1995 Nissan pickup, SE V6 4x4. 112k miles.


New to posting here in this forum, although I am a long time lurker 

Anyhow, I am wondering what all I should have done when I get my timing belt changed. I have read some other posts in lots of places that suggest many different things, water pump, various seals, thermostat, other belts(fan/ac) etc etc...

Could anyone give me a complete list, and a reason to go along with each item? I have had this truck for about 3 years, it now has 112k on it (had about 75k when I bought it). And I know I am already a little late getting the timing belt changed. 

I just want to cover all my bases, and get stuff done so I don't have to worry about it in the future. I know some dealers do the bare minimum, I just want to make sure if something should be changed (even if its not quite time), that I get it done now while it is all apart.

I am a strong believer in preventative maintenance.

Any help would be great!


----------



## TheEdge (Jan 24, 2008)

OK, I have been doing a ton more research, so far this is my list.

Timing belt & Tensioner
Engine seals Cam/Crank
Thermostat
Waterpump
Coolant hoses
Fan/Ac belts

Anything I am missing?


Thanks


----------



## Oldnissanguy (Jan 6, 2005)

The hoses and belts can be changed later, but everything else ahould be done while you have it apart.


----------



## 88pathoffroad (Jun 6, 2004)

How to change your timing belt! - Nissan Pathfinder Off-Road Association


----------



## TheEdge (Jan 24, 2008)

88pathoffroad said:


> How to change your timing belt! - Nissan Pathfinder Off-Road Association


Nice, unfortunately I have to have mine done.

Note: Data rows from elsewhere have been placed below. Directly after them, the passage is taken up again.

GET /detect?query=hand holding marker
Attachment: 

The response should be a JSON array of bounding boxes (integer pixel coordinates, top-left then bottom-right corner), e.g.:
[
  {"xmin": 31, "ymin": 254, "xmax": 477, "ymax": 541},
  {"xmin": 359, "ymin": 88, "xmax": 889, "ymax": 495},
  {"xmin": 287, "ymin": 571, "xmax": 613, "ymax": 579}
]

I don't have the space(live in an apartment and its freezing outside), or the time to do it myself(work too many dang hours)

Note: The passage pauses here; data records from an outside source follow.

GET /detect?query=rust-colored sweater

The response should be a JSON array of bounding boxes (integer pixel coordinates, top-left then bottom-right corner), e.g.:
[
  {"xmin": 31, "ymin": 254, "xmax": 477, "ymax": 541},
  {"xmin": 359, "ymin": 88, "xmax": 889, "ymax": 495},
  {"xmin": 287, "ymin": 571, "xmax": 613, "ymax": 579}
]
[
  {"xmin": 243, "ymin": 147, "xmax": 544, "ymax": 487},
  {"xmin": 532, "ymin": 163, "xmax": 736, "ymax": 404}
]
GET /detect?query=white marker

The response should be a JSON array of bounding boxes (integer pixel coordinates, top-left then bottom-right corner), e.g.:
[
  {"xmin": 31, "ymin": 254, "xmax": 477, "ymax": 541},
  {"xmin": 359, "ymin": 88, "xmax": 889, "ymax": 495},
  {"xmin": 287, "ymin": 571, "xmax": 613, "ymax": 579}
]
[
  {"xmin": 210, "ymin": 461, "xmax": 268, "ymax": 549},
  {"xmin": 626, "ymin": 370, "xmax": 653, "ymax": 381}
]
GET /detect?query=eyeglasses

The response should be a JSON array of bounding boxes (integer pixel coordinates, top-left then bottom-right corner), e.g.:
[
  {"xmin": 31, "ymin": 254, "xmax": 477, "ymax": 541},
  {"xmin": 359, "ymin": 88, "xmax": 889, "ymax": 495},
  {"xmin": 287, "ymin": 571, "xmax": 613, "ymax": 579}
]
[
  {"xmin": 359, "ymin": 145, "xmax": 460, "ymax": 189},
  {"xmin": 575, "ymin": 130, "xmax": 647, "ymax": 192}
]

Cost is going to be $1150( Belt/Tensioner, all engine seals, thermostat, water pump, fan/ac belts, and all coolant hoses) from a large local nissan dealer. Along with a loaner for the day so I can drive to work(not sure yet if this is a plus hah)

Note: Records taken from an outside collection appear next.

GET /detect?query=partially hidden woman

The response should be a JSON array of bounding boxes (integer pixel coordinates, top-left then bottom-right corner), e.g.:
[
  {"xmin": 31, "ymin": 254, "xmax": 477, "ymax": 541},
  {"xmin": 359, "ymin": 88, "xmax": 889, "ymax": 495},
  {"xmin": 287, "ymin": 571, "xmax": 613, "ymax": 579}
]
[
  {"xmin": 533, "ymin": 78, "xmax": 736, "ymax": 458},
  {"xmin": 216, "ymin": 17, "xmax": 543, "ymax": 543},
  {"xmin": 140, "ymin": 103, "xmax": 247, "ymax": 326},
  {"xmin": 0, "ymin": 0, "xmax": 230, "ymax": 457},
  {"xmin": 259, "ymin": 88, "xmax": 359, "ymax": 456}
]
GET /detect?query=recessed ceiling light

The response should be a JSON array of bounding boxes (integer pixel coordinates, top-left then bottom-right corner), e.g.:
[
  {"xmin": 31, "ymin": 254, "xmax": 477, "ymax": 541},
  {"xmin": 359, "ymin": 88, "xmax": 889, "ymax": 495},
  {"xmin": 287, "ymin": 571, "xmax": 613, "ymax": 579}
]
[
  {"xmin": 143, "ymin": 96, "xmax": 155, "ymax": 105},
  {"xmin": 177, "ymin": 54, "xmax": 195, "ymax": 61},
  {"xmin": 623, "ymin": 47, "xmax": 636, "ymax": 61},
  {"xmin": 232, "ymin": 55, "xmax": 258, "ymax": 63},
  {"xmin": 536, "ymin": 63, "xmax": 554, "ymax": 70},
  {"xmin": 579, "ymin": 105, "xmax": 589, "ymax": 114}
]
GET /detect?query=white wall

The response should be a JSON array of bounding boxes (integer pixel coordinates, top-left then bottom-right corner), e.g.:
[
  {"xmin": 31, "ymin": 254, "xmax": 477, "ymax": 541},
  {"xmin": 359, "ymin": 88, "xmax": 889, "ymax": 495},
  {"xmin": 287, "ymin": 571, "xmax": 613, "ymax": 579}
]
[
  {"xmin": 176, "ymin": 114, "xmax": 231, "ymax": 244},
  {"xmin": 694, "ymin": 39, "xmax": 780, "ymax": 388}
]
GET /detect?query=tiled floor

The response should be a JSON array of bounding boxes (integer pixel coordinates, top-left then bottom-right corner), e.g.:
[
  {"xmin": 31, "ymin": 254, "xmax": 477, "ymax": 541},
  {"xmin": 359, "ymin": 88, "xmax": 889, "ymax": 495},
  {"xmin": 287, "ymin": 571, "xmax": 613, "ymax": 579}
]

But at least it will be done and out of my mind.


----------



## smj999smj (Jan 1, 2006)

You got the list pretty much covered. Sometimes the welsh plug under the right side cam needs to be resealed with RTV on the threads as coolant leaks would sometimes develop, but it will need to be disassembled to check; it's hidden behind the rear timing cover.


----------